On Tuesday, 19 January 2016 at 05:43:57 UTC, bitwise wrote:
Sorry if that seemed mean, but it wasn't meant to be insulting. But while your solution is clever, I find it totally unrealistic.

Why would anyone use it when they can just templatize their function and get exactly the same thing?

struct S{}

void foo(ref const(S) s) {}
becomes
void foo()(auto ref const(S) s) {}

That has fundamentally different semantics from my PR, and does not solve Manu's problem at all. For example, this:

int foo()(auto ref int x) {
    return x + 1;
}

Is actually a template with two possible instantiations (that's why `auto ref` is disallowed on non-template functions):

// lvalues are passed by reference:
int foo(ref int x) {
   return x + 1;
}

// rvalues are passed by value:
int foo(int x) {
    return x + 1;
}

There are several problems with this:

1) It introduces substantial template bloat, as the number of instantiations of the entire function - including the body! - scales as the square of the number of `auto ref` parameters.

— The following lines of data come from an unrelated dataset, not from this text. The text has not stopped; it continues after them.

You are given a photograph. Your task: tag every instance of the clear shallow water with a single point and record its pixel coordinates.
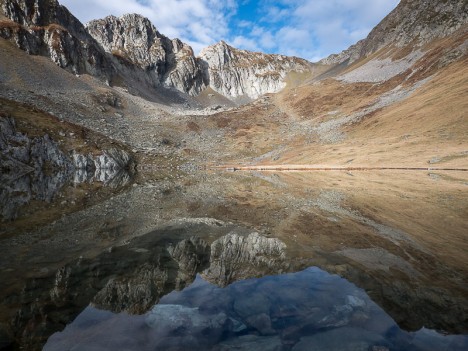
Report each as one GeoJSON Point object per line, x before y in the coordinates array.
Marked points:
{"type": "Point", "coordinates": [307, 310]}
{"type": "Point", "coordinates": [240, 261]}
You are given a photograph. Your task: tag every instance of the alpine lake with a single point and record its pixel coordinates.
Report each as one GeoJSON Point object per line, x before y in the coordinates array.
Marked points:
{"type": "Point", "coordinates": [218, 260]}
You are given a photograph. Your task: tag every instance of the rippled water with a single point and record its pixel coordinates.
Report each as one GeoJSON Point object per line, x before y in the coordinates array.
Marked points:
{"type": "Point", "coordinates": [240, 261]}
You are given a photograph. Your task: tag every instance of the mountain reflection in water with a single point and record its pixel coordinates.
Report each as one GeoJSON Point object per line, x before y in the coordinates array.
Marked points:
{"type": "Point", "coordinates": [210, 260]}
{"type": "Point", "coordinates": [308, 310]}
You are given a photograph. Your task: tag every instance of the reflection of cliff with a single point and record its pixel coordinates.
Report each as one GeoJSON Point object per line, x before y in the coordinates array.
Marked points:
{"type": "Point", "coordinates": [132, 278]}
{"type": "Point", "coordinates": [35, 168]}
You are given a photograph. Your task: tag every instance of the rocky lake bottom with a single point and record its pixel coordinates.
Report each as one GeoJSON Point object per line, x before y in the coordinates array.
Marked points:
{"type": "Point", "coordinates": [236, 261]}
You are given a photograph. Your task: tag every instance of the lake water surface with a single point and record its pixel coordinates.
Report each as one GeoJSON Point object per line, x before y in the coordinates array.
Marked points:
{"type": "Point", "coordinates": [237, 261]}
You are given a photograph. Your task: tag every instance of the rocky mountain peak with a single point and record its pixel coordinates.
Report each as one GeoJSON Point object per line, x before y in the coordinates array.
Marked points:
{"type": "Point", "coordinates": [134, 40]}
{"type": "Point", "coordinates": [414, 22]}
{"type": "Point", "coordinates": [244, 74]}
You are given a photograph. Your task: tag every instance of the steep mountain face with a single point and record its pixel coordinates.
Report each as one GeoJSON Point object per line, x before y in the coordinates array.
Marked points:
{"type": "Point", "coordinates": [133, 39]}
{"type": "Point", "coordinates": [44, 27]}
{"type": "Point", "coordinates": [239, 73]}
{"type": "Point", "coordinates": [411, 22]}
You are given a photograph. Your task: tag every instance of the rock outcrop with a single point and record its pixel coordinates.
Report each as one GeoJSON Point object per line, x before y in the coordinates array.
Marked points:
{"type": "Point", "coordinates": [411, 22]}
{"type": "Point", "coordinates": [129, 50]}
{"type": "Point", "coordinates": [36, 168]}
{"type": "Point", "coordinates": [132, 39]}
{"type": "Point", "coordinates": [239, 73]}
{"type": "Point", "coordinates": [235, 257]}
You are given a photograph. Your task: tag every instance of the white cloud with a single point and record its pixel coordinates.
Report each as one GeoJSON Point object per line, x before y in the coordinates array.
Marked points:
{"type": "Point", "coordinates": [197, 22]}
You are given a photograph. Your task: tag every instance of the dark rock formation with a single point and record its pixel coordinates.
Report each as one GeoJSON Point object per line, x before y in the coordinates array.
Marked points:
{"type": "Point", "coordinates": [44, 27]}
{"type": "Point", "coordinates": [411, 22]}
{"type": "Point", "coordinates": [133, 40]}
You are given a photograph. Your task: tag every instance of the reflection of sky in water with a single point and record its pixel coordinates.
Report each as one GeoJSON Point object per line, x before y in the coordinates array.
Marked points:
{"type": "Point", "coordinates": [309, 310]}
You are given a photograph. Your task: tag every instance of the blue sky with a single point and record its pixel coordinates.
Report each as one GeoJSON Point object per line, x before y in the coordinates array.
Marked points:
{"type": "Point", "coordinates": [311, 29]}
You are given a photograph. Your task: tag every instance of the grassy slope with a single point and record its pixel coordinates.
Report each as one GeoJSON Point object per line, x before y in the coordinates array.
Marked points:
{"type": "Point", "coordinates": [429, 128]}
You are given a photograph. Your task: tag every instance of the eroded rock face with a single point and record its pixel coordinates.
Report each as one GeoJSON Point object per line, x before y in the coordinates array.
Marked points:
{"type": "Point", "coordinates": [239, 73]}
{"type": "Point", "coordinates": [415, 22]}
{"type": "Point", "coordinates": [133, 39]}
{"type": "Point", "coordinates": [235, 257]}
{"type": "Point", "coordinates": [44, 27]}
{"type": "Point", "coordinates": [37, 168]}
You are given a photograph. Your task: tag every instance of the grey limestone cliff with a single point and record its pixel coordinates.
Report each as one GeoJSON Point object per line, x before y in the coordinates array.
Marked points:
{"type": "Point", "coordinates": [239, 73]}
{"type": "Point", "coordinates": [411, 22]}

2) rvalues will be passed by value, which could be slow if the type is bulkier than `int`.

3) `auto ref` CANNOT be used on an extern(C++) function, because the rvalue calls won't link!

By marking the wrapper `pragma(inline, true)` and forwarding everything to the all `ref` version of the function, my PR mostly solves (1), and entirely solves (2) and (3).

Not to mention the fact that people's first reaction to D's ref params not taking rvalues isn't going to be to look in the standard library.

Finally, this situation simply should not be this complicated. A ref param should accept an rvalue. @safety is a specific concern, and unless I'm annotating my code with @safe, I should be able to write it however I want(within reason).

To quote a famous author: "Sometimes, an entire community can miss a point".

This is one of those points.

Most of my reaction is to the fact that this is actually a problem. Sorry I offended you.

    Bit

I understand, but please don't take it out on me. I have no more control over what gets into the compiler than you do.